Neal v. Commissioner
T.C. Memo. 2020-135

On September 28, 2020, the Tax Court issued a Memorandum Opinion in the case of Neal v. Commissioner (T.C. Memo. 2020-135). The issues before the court in Neal v. Commissioner were whether the IRS’s Whistleblower Office abused its discretion when it determined (a) that the petitioner’s claim should not be forwarded to Exam; (b) that the information provided did not result in the collection of any proceeds; and (c) as such, the petitioner was not entitled to a whistleblower award.

Background to Neal v. Commissioner

The petitioner worked for corporation, which petitioner claimed took several inappropriate write-downs on its debt portfolios. The petitioner filed a Form 211 in May 2014, but he omitted certain important information. Unfortunately for the petitioner, someone had beat him to the punch and previously filed a Form 211 alleging tax issues concerning the target corporation. The IRS denied the petitioner’s claim because the issue had already been identified, and the IRS had denied such earlier claim. The IRS issued the petitioner a letter in March 2015 denying his claim and stating that the information it provided did not result in the collection of any proceeds.

In August 2015, the IRS issued the target a Form 5701 and Form 886-A informing the target corporation that it was under examination. The Notice of Proposed Adjustment reflected adjustments not only two items that the petitioner had mentioned in his Form 211, but also other issues regarding the target’s debt portfolios. The petitioner cried foul, asserting that the information which he provided directly led to the collection of $13 million in tax (the ultimately-agreed-upon amount from the taxpayer).

The IRS agent that investigated the target corporation stated that he had never received any information submitted by the petitioner, nor did he use any information submitted by the petitioner. The petitioner asserted that the statement was an “outright lie.” As proof of such lie, the petitioner provided the Tax Court with the precise room that he had “met” with the IRS agent at issue. Unfortunately, the petitioner had little else to go on.

The Evidentiary Hearing

Unless the petitioner was the victim of a vast IRS conspiracy, which found the agency coordinating stories and falsifying consistent testimony, the petitioner lived somewhere south of la-la-land.  The WBO testified that it had never sent the petitioner’s Form 211 to any other units of the IRS, and the agent in charge of the investigation of the target testified “credibly” that he had never seen nor spoken to the petitioner prior to trial. The petitioner was given an opportunity to put on rebuttal evidence, but he chose not to.

The Whistleblower Award Schema

IRC § 7623(b) provides an incentive for providing information on taxpayers’ noncompliance with tax laws, in return for which–if the IRS uses that information to collect proceeds–the whistleblower may become entitled to a percentage of the collected proceeds.  By its terms, a whistleblower will receive an award only if (1) the IRS proceeds with an action on the basis of the whistleblower’s information, and (2) the IRS collects proceeds as a result of that action.  The WBO will deny the claim if it determines that the IRS either did not proceed based on the information provided by the whistleblower or did not collect proceeds as a result of proceeding against the taxpayer on the basis of the whistleblower’s information.

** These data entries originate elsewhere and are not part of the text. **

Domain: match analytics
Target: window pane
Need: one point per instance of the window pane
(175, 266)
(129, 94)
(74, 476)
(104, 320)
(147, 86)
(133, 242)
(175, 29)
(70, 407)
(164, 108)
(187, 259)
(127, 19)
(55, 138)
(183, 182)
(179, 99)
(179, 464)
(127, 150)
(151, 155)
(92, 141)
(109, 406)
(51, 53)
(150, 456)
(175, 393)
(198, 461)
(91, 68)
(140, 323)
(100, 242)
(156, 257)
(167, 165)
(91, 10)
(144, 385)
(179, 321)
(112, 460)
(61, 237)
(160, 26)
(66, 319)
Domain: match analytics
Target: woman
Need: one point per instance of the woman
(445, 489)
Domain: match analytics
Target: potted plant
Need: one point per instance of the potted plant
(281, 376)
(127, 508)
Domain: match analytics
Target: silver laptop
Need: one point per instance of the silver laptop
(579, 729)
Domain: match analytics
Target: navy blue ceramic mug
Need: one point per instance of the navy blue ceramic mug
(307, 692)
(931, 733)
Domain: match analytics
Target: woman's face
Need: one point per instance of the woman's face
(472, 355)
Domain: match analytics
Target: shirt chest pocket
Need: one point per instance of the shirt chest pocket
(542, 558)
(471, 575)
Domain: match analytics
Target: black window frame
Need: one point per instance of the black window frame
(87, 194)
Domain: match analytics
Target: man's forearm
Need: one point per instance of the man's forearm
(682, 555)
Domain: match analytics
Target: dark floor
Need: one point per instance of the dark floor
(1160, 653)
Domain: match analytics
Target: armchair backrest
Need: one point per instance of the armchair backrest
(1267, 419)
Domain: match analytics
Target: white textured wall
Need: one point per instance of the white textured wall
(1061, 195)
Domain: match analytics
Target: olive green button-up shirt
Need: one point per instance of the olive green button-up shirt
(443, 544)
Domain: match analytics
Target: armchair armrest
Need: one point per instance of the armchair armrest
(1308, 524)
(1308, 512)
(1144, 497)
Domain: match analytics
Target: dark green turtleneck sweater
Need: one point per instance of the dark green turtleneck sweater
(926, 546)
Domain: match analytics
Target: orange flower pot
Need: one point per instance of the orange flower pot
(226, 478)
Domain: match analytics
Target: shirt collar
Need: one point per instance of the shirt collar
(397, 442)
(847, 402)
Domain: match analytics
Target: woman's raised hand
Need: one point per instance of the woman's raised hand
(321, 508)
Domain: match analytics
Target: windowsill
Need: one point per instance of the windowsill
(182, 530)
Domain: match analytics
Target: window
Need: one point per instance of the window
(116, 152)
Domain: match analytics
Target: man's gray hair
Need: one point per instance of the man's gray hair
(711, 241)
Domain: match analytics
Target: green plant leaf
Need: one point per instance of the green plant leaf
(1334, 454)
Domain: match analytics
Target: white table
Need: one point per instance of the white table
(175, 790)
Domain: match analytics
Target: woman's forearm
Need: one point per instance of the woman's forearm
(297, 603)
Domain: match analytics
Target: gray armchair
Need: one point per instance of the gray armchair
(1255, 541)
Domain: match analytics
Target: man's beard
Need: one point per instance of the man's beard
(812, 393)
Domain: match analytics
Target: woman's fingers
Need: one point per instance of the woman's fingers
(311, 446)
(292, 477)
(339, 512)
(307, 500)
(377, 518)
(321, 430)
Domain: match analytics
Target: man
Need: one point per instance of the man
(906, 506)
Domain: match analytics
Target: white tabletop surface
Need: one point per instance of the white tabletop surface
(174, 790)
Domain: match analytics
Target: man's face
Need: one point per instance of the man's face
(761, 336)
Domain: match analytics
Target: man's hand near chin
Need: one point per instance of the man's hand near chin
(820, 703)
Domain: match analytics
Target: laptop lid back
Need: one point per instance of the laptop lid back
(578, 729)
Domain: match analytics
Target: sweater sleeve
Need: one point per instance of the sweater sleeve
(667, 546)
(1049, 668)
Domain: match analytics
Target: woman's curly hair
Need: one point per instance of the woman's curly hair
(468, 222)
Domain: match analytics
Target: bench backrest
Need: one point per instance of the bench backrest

Treas. Reg. § 301.7623-3(c)(8).

In a whistleblower the Tax Court’s review is generally restricted to the administrative record, and we review the WBO’s determinations for abuse of discretion. Kasper v. Commissioner, 150 T.C. 8, 21 (2018).

Earlier in 2020, the Tax Court held noted that the Tax Court has no practical means for evaluating the IRS’s audit priorities, its allocation of its audit resources, or its judgments about the likelihood of collecting particular liabilities. Cline v. Commissioner, T.C. Memo. 2020-35, *15. Congress has given to the Tax Court not plenary oversight over the IRS but rather circumscribed jurisdiction to review certain actions in certain circumstances. In the award context, Congress has given the Tax Court jurisdiction to review the determinations of the WBO. Consequently, the Tax Court does not review the IRS’s decision whether to audit a target in response to a whistleblower’s claim, and it has no authority to require the IRS to explain a decision not to audit. Id.

The Administrative Record

The petitioner contends that the administrative record erroneously omitted information that he had submitted directly to the IRS agent and disclosure that the whistleblower office shared with the agent the petitioner’s Form 211. The Tax Court notes that these allegations, if true, could render the administrative record incomplete and warrants supplementation of the record.

Interestingly, in ruling on this challenge to the sufficiency of the administrative record, the Tax Court does not confine itself to the administrative record. Rather, in this instance it exercised its discretion to hold a hearing at which both parties were allowed to offer evidence. The Tax Court ultimately found that the petitioner’s testimony and allegations against the IRS were, in a sense, like a set of flippers on a pageant queen (which is to say, false).